GRAZIE! – 1 Settembre 2018 

         I santi evitano di porre la fiducia nelle loro azioni.
         Questa è una delle grandi convinzioni definitivamente acquisite dalla Chiesa, ed è tanto chiaramente espressa nella Parola di Dio che rimane fuori da ogni discussione. Così come il supremo comandamento dell’amore, questa verità dovrebbe contrassegnare il nostro stile di vita, perché attinge al cuore del Vangelo e ci chiama non solo ad accettare con la mente, ma a trasformarla in una gioia contagiosa. Non potremo però celebrare con gratitudine il dono gratuito dell’amicizia con il Signore, se non riconosciamo che anche la nostra esistenza terrena e le nostre capacità naturali sono un dono. Abbiamo bisogno di «riconoscere gioiosamente che la nostra realtà è frutto di un dono, e accettare anche la nostra libertà come grazia. Questa è la cosa difficile oggi, in un mondo che crede di possedere qualcosa da sé stesso, frutto della propria originalità e libertà».

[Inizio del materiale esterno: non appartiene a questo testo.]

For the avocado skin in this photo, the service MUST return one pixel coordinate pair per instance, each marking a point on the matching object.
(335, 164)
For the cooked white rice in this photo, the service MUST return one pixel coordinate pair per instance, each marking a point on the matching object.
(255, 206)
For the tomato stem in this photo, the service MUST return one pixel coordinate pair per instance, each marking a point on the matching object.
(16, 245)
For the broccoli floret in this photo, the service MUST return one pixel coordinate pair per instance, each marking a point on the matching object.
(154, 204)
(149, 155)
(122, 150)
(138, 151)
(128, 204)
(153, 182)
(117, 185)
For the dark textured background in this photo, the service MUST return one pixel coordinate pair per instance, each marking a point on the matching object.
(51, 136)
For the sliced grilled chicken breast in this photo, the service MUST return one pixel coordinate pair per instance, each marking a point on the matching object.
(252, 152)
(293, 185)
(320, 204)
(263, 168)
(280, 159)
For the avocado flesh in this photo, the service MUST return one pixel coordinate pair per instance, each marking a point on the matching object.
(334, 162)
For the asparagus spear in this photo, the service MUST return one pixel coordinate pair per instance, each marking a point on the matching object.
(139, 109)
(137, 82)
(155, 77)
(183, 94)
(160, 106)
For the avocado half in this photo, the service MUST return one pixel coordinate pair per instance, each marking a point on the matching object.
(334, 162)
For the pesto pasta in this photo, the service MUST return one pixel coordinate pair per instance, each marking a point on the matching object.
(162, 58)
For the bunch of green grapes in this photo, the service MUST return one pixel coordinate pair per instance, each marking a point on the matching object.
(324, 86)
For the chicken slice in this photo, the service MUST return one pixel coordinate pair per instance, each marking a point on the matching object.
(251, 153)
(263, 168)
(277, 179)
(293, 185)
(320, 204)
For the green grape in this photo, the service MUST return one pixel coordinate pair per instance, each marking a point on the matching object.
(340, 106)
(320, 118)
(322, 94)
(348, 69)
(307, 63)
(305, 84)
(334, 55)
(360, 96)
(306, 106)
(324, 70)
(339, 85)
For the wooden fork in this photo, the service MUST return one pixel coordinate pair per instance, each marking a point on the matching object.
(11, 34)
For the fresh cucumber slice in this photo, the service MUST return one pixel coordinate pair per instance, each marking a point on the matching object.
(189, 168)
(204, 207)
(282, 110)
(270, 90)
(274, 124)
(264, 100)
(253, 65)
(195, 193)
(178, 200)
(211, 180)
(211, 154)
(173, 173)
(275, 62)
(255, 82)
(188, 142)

(Papa Francesco, Gaudete et exsultate 54.55)

 

RICONOSCERE I LIMITI PER LIBERARE LA GRAZIA – 31 Agosto 2018

         La mancanza di un riconoscimento sincero, sofferto e orante dei nostri limiti è ciò che impedisce alla grazia di agire meglio in noi, poiché non le lascia spazio per provocare quel bene possibile che si integra in un camino sincero e reale di crescita. La grazia, proprio perché suppone la nostra natura, non ci rende di colpo superuomini. Pretenderlo sarebbe confidare troppo in noi stessi. In questo caso, dietro l’ortodossia, i nostri atteggiamenti possono non corrispondere a quello che affermiamo sulla necessità della grazia, e non riconosciamo la nostra realtà concreta e limitata, neppure potremo vedere i passi reali e possibili che il Signore ci chiede in ogni momento, dopo averci attratti e resi idonei col suo dono. La grazia agisce storicamente e, ordinariamente, ci prende e ci trasforma in modo progressivo. Perciò, se rifiutiamo questa modalità storica e progressiva, di fatto possiamo arrivare a negarla e bloccarla, anche se con le nostre parole la esaltiamo.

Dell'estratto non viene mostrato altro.